Anything you can do to not use the fentanyl the better off you are.  I had a doctor that gave me hydro for my back and I only took 3 a day for years and then all of a sudden he said you need to do these patches because my pain was waking me up at night.  I did them for about 2 months and told him they were too strong.  I was not able to function so he put me back on the hydro for about 2 month and then said I needed to take a extended release pill which was opana.

That one really messed me up.  I ended up talking to my cardio doc and he said you need a new doctor.  My back hurt so bad during my last procedure I thought I was having another heart attack but my doc said, it's your back that hurting so bad because I had to stay in one position on my back for about 8 hours.  So I have been going to a lot better doctor for the last year.  I still have a bad back that can't be fixed so I still take the hydro's but I have been able to take it as directed.  Until I started taking a statin drug for my heart.  I've had heart surgery 4 times because of chemo I took when I was younger.  The statin (crestor) just made me hurt all over and I could not get my pain under control at all.  But, I talked to my doctor and he listened and we made the choice to stop the statin for awhile and I can now control the pain like I used too.  Crestor was the only thing that had changed so we looked at it first and alot of people have problems with it you just don't hear it from the commercials or the drug companies.
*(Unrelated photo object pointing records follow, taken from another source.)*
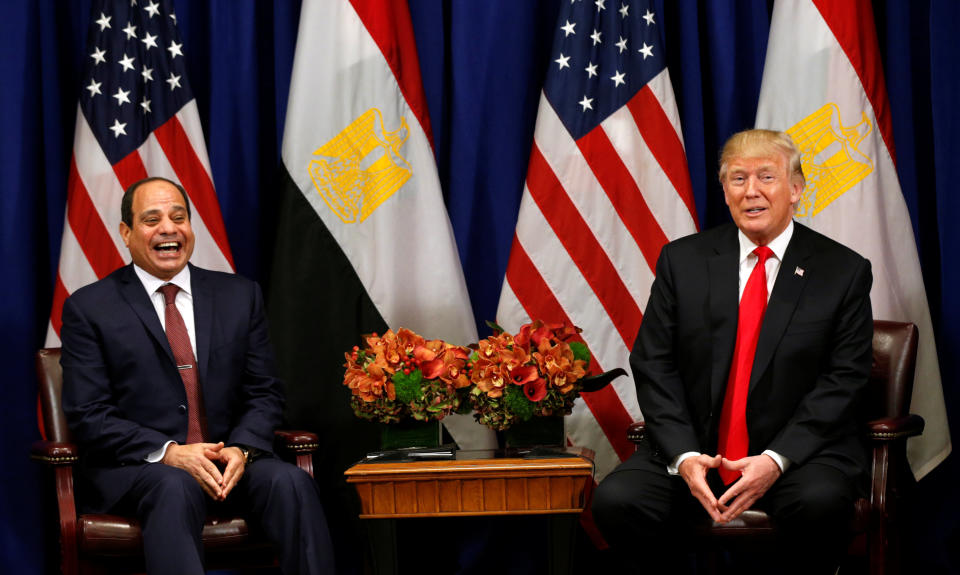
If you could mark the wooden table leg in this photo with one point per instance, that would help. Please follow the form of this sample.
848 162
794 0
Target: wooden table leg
563 542
382 534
My advice is talk to your doctor.  Some of us have to use pain meds to control our pain.  Just make sure you don't take things that are more than you need and talk to your doctor.  If they don't listen then find a new doctor.  I know how you feel about being in pain.  I have never looked sick but almost died from cancer in my 20's and have had 4 heart surgery.  My doc always says at least you look good but he knows how bad I hurt and makes sure I have what I need to control the pain.  Find a doctor that listens and will help you.

thank you for your interest ... did you know that fentanyl was the patch of death ... meaning you could only get it if you were dying - generally px to terminal cancer patients as it systematically releases the drug each hour. when the med community came out with something else, then the patch was approved for mass distribution as a pain aid, only thing is we "HAVE TO LIVE" with the consequences.
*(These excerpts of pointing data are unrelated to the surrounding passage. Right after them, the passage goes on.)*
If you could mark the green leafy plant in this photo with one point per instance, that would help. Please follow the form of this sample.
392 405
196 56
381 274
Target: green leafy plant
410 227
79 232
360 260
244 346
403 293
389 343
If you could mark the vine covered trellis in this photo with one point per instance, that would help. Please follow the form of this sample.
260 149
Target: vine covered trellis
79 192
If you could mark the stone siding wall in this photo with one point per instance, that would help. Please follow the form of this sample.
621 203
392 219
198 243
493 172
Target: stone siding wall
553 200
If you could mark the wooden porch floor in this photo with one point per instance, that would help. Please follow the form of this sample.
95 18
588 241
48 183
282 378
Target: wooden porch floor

terminal patients did not have to think or worry about any long term repercussions. this and obvioulsy Mr or Mrs Fentanyl rake in more $$ for this med invention because fentanyl is man made  ... it is an opioid not opiate the difference between the two is an opiate is in its natural form (grows from the earth ie: comes from the poppy seed) whereas an opioid is brewed in someones lab which is why they can mix it to the strength it is currently (80x stronger than any opiate)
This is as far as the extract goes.